Le duc de Bourbon avait remarqué la comtesse pendant le séjour de Stanislas à Meudon, et il avait eu un instant l'idée de l'épouser; mais, quand il connut sa liaison avec Wiltz, il y renonça.
Le prince de Châtellerault-Talmont eut plus de confiance en lui, ou en elle, si on préfère, et il en fit sa femme, mais à la condition qu'elle ne reverrait jamais le chevalier; la comtesse promit tout ce qu'on voulut, et, quand elle fut princesse de Talmont, elle reprit paisiblement ses relations avec de Wiltz comme par le passé[ [43].
Mme du Deffant a tracé d'elle ce portrait mordant:
«Mme de Talmont a de la beauté et de l'esprit... Sa conversation est facile et a tout l'agrément et toute la légèreté français. Sa figure même n'est point étrangère; elle est distinguée sans être singulière. Un seul point la sépare des mœurs, des usages et du caractère de notre nation, c'est sa vanité... Elle se croit parfaite, elle le dit et elle veut qu'on la croie... Son humeur est excessive... elle ne sait jamais ce qu'elle désire, ce qu'elle craint, ce qu'elle hait, ce qu'elle aime.... L'heure de sa toilette, de ses repas, de ses visites, tout est marqué au coin de la bizarrerie et du caprice... Elle est crainte et haïe de tous ceux qui sont forcés de vivre avec elle.... L'agrément de sa figure, la coquetterie qu'elle a dans les manières séduisent beaucoup de gens, mais les impressions qu'elle fait ne sont pas durables.... Cependant, parmi tant de défauts, elle a de grandes qualités... Enfin, c'est un mélange de tant de bien et de tant de mal, que l'on ne saurait avoir pour elle aucun sentiment bien décidé: elle plaît, elle choque, on l'aime, on la hait, on la cherche, on l'évite.»
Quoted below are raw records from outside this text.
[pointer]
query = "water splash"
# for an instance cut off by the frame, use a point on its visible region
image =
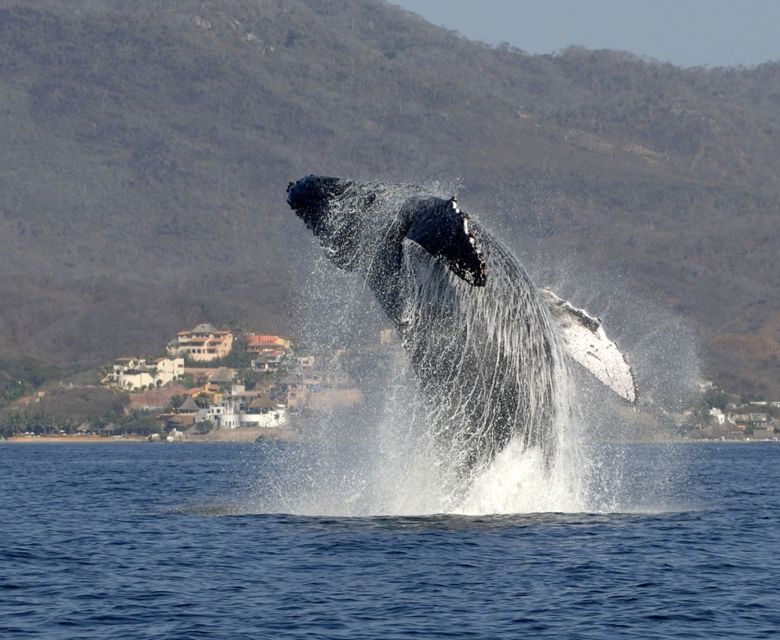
(509, 441)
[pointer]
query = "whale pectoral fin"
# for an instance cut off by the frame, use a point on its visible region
(587, 343)
(444, 231)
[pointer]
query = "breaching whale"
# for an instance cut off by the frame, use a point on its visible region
(490, 351)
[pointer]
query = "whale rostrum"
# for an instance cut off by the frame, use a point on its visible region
(489, 350)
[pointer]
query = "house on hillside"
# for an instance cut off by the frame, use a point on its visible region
(242, 408)
(259, 343)
(131, 374)
(203, 344)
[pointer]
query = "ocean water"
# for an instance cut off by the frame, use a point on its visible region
(168, 541)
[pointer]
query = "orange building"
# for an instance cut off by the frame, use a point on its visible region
(202, 344)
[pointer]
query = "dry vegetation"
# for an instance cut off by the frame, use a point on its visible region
(145, 153)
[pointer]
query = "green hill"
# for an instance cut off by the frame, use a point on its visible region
(145, 152)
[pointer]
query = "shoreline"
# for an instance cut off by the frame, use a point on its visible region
(239, 436)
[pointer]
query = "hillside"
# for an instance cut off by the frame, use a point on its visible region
(145, 153)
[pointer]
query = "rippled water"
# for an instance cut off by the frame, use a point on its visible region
(160, 541)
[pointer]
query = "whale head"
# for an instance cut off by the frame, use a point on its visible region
(334, 210)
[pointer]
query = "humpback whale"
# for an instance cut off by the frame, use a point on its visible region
(490, 351)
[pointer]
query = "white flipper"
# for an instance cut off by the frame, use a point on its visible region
(586, 342)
La princesse et le chevalier s'étaient empressés d'accompagner Stanislas à Lunéville, et Wiltz avait été nommé colonel du régiment de cavalerie du roi.
Le prince de Talmont lui aussi avait cru devoir suivre sa femme, mais il n'était pas assez aveugle pour ne pas s'apercevoir qu'elle avait repris avec Wiltz les habitudes anciennes. Contrairement aux usages du temps, il en montra beaucoup de mauvaise humeur, tant et si bien qu'il cherchait partout l'occasion de provoquer son rival. Une querelle s'éleva un jour entre eux dans le propre palais du roi; sans respect pour le lieu, et malgré les efforts des assistants, ils tirèrent l'épée, cherchant à s'entr'égorger. On courut chercher Stanislas qui eut toutes les peines du monde à les séparer.
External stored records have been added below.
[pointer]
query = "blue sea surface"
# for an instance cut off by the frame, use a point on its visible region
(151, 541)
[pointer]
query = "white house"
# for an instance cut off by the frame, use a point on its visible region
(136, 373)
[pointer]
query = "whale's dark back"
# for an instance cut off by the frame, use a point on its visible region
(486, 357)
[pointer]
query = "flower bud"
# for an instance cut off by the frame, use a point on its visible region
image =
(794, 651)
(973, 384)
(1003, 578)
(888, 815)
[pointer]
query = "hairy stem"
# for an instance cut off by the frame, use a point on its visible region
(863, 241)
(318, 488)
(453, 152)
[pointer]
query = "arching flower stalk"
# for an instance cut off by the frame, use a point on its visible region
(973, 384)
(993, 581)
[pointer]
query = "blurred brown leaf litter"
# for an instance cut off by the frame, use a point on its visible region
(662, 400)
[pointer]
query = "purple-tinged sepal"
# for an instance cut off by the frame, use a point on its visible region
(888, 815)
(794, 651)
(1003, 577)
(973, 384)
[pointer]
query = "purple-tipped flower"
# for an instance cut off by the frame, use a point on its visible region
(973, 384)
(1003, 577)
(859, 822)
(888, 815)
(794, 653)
Mais, à la suite de ce scandale, le prince de Talmont quitta la Lorraine, et il retourna se fixer à Paris en déclarant qu'il ne reverrait jamais sa femme.
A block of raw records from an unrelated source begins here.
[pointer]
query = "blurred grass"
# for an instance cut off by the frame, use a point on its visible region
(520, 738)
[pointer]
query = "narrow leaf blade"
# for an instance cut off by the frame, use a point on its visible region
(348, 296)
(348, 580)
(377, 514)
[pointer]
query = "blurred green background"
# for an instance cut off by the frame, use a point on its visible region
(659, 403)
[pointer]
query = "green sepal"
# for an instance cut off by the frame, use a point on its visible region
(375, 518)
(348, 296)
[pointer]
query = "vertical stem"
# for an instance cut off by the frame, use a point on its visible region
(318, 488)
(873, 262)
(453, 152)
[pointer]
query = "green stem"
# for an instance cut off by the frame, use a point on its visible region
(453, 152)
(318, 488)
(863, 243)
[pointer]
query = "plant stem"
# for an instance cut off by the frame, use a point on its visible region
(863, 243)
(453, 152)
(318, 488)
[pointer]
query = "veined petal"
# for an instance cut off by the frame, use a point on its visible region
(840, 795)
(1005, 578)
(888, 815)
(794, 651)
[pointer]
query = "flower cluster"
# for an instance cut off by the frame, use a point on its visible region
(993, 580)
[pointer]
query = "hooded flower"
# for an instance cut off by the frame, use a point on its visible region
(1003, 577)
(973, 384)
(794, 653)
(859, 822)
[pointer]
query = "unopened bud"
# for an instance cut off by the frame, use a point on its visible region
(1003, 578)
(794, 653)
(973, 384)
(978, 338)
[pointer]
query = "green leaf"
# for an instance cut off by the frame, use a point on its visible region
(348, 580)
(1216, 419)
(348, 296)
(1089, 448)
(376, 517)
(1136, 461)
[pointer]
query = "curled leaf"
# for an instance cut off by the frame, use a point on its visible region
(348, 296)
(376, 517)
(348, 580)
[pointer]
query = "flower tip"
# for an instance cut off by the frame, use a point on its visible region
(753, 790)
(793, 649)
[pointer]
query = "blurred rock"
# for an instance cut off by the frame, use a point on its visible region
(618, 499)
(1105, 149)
Bientôt, tout s'arrangea pour le mieux, car le chevalier de Wiltz eut l'à-propos de mourir en 1738[ [44]. C'était le cas où jamais de raccommoder deux époux que séparait un simple malentendu. Sollicité par la duchesse Ossolinska, Stanislas fit agir le confesseur de M. de Talmont. Cet excellent jésuite persuada facilement à son pénitent qu'il était de son devoir de retourner vivre avec sa femme, au moins sous le même toit, pour la plus grande édification du prochain. C'est ce qui eut lieu en effet. Comme récompense et par un juste retour des choses de ce monde, le roi donna à M. de Talmont le régiment du chevalier de Wiltz[ [45].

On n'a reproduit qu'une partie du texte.